African Tragedies of “one Man, one Vote After Colonialism

The causes of African poverty is often misunderstood, but the continent’s economic history provides an opportunity to take a closer look at what went wrong.

“African poverty was not caused by colonialism, capitalism or free trade,” says Tupy. “As I have noted before, many of Europe’s former dependencies became rich precisely because they maintained many of the colonial institutions and partook in global trade.”

Tupy notes that African poverty preceded the continent’s contact with Europe and persists where Europeans have departed. “That is an outcome of unfortunate policy choices, most of which were freely chosen by Africa’s leaders after independence,” she says.

Africa, much like Europe, started out desperately poor. The late Professor Angus Maddison of Groningen University estimated in 1990 that, at the start of the Common Era, average per capita income in Africa was $470 per year.

The global average was roughly equal to that of Africa. Western Europe and North Africa, which were parts of the Roman Empire, were slightly better off, at $600, while North America lagged behind Africa at $400. Thus poverty in the world was fairly equally distributed.

Global inequality coincided with the rise of Northern Italian city states in the 14th century and the Renaissance in the 15th century. By 1500, a typical European was about twice as rich as a typical African. But the real gap opened only after the Industrial Revolution that started in England in the late 18th century and later spread to Europe and North America during the 19th century.

In 1870, Europeans controlled no more than 10 per cent of the African continent, mostly only the northern and southern parts of the continent. But Western European incomes were already four times higher than those in Africa. Europe, in other words, did not need Africa in order to become prosperous.

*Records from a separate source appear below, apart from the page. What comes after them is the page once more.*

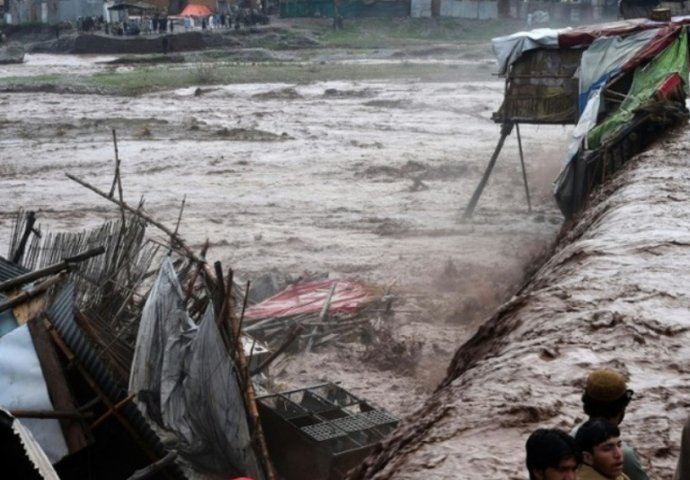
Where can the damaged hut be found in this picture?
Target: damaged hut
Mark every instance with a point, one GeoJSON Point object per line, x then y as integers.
{"type": "Point", "coordinates": [622, 84]}
{"type": "Point", "coordinates": [125, 359]}
{"type": "Point", "coordinates": [614, 292]}
{"type": "Point", "coordinates": [97, 376]}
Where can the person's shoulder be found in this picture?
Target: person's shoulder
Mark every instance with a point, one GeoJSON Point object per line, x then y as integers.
{"type": "Point", "coordinates": [574, 430]}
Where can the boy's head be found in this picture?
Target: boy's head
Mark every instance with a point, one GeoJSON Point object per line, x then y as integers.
{"type": "Point", "coordinates": [551, 455]}
{"type": "Point", "coordinates": [600, 443]}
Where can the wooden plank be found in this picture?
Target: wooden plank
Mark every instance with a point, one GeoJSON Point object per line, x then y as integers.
{"type": "Point", "coordinates": [75, 434]}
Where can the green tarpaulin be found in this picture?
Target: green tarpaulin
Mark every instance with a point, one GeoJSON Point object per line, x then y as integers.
{"type": "Point", "coordinates": [646, 80]}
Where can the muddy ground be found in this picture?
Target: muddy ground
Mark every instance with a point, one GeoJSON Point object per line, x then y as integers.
{"type": "Point", "coordinates": [361, 179]}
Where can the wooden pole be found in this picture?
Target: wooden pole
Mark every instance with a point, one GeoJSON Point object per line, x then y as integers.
{"type": "Point", "coordinates": [506, 128]}
{"type": "Point", "coordinates": [524, 171]}
{"type": "Point", "coordinates": [175, 239]}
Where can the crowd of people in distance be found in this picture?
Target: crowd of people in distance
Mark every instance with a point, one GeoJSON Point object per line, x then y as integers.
{"type": "Point", "coordinates": [594, 450]}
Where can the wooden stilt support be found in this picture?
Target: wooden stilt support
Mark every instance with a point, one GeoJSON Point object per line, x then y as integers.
{"type": "Point", "coordinates": [524, 171]}
{"type": "Point", "coordinates": [506, 128]}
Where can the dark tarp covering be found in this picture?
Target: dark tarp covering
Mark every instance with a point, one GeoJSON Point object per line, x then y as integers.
{"type": "Point", "coordinates": [187, 382]}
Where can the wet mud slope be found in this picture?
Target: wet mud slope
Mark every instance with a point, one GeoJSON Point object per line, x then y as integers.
{"type": "Point", "coordinates": [615, 293]}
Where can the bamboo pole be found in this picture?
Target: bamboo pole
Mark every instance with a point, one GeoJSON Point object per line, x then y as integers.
{"type": "Point", "coordinates": [175, 239]}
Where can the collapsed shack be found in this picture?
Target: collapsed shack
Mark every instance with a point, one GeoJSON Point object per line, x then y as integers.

Europe colonised Africa because Europe was already far more prosperous, a chronological fact that many blame sayers overlook.

Africa’s fortunes under colonial rule included progress in health and education. Maddison estimates that in 1870, there were 91 million Africans. By 1960, the year of independence, the African population had grown more than threefold to 285 million.

The OECD estimates that at the same time the share of the African population attending school rose from less than 5 percent to over 20 percent.

After Africa’s struggles for independence, African leaders inherited countries where fierce repression of political dissent had already been established by Africans themselves. Instead of repealing censorship and detention laws, African leaders chose to expand such laws.

Post-independence African governments were determined to expunge colonial institutions because they represented rule of law, accountable government, property rights and free trade. African leaders instead opted for political arrangements and economic policies of the Soviet Union.

Even today, Africa remains the least economically free and most protectionist continent in the world.